Use equivalence properties to show that $[\neg(p\leftrightarrow q)] \iff [(p\leftrightarrow (\neg q))]$ I've really been struggling to get the correct answer on this one. I've tried several ways but this is best I've been able to get it down to so far:
$[\neg(p\leftrightarrow q)] \iff [(p\leftrightarrow (\neg q))]$
(i)$[\neg(p\leftrightarrow q)]\iff \neg[(p\to q)\land (q\to p)]$
(ii)$[\neg(p\leftrightarrow q)]\iff \neg(p\to q) \lor \neg(\neg q\lor p)$
(iii)$[\neg(p\leftrightarrow q)]\iff ((p\land \neg q)\lor q) \land p$
(iv)$(q\lor p) \land (q\lor \neg q) \land \neg p$
$q \lor p \land \neg p \land$ 0
Note: 0 means contradiction
 A: One way to do it is the following:
$$\neg(p\leftrightarrow q)\leftrightarrow(p\leftrightarrow\neg q)$$
$$\Longleftrightarrow\Big(\neg(p\leftrightarrow q)\land(p\leftrightarrow\neg q)\Big)\lor\Big((p\leftrightarrow q)\land\neg(p\leftrightarrow\neg q)\Big)$$
$$\Longleftrightarrow\bigg(\Big(\neg p\land q)\lor(p\land\neg q)\Big)\land\Big((p\land\neg q)\lor(\neg p\land q)\Big)\bigg)\lor\bigg(\Big((\neg p\land\neg q)\lor(p\land q)\Big)\land\Big((\neg p\land\neg q)\lor(p\land q)\Big)\bigg)$$
$$\Longleftrightarrow (\neg p\land q)\lor(p\land \neg q)\lor(\neg p\land\neg q)\lor(p\land q)$$
First, notice that to go from the second $\Longleftrightarrow$ to the third, we've contracted the conjunctions - since $(A\land A)\leftrightarrow A$.

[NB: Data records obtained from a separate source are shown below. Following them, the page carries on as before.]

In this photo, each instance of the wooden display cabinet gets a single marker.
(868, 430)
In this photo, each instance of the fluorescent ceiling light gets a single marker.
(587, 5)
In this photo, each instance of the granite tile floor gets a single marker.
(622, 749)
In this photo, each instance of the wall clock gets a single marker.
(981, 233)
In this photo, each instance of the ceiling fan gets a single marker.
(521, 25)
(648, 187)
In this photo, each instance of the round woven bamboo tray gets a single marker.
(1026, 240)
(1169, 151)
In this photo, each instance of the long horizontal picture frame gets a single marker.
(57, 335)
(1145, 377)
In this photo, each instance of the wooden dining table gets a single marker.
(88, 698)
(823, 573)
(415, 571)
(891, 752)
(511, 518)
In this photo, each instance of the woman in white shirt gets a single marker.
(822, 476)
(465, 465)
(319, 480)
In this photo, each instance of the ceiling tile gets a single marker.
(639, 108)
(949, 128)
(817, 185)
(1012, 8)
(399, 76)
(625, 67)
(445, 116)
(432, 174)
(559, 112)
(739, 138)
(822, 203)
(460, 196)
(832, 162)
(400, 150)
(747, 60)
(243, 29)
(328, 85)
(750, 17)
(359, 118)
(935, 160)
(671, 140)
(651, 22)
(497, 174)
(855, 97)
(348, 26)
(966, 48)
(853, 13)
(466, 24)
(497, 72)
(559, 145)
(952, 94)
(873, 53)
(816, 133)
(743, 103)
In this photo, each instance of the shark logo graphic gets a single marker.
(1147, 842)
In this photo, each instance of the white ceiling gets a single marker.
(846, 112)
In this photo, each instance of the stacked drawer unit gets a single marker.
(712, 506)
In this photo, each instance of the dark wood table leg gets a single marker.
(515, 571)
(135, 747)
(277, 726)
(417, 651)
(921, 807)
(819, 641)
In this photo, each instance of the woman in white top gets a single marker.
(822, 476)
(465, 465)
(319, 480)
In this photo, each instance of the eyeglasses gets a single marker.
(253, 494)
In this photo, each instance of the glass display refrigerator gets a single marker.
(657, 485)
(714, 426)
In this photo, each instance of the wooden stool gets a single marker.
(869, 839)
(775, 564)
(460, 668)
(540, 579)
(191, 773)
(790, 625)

Now, we're left with the last line, which is essentially a disjunction of all possible truth values assigned to $p$ and $q$ - take a moment to convince yourself that it is indeed the case. Therefore, since we've exhausted all possible cases, the proposition will always be true, i.e. we have shown that $\neg(p\leftrightarrow q)$ and $(p\leftrightarrow\neg q)$ are equivalent.
Finally, you may also want to try the following technique: start by negating the statement you wish to prove is a tautology, and work you way down to the truth values of each sentence letter (either by truth tables or tableaux); if the negated proposition can never be true (i.e. if it is a logical falsehood), then by negation your original proposition must be always true (i.e. a tautology).

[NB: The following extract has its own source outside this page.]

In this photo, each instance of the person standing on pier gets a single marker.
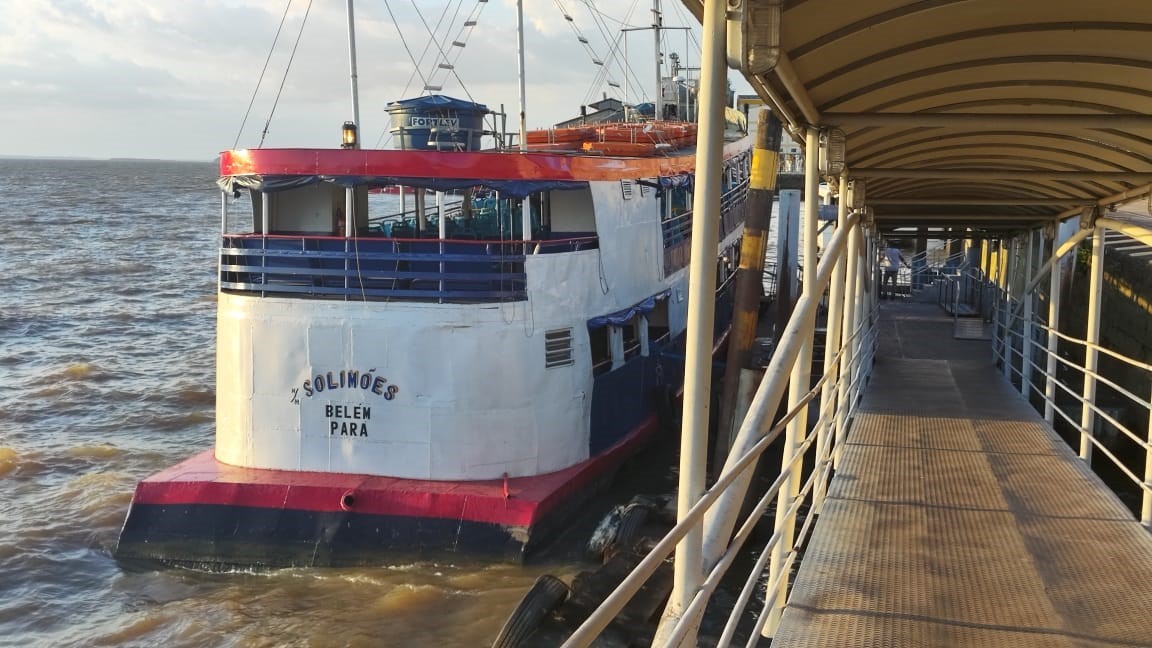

EDIT: after paying more attention to your question, I'll give you an answer that might be more along the lines of what you first tried to do.
\begin{align}\neg(p\leftrightarrow q)\Longleftrightarrow&\neg\big((p\to q)\land(q\to p)\big)\\\Longleftrightarrow&\neg(p\to q)\lor\neg(q\to p)\\\Longleftrightarrow&(p\land\neg q)\lor(q\land\neg p)\\\Longleftrightarrow&(p\leftrightarrow\neg q)\end{align}
where to move from the penultimate to the last line, we have simply used the definition of the biconditional ("equivalence").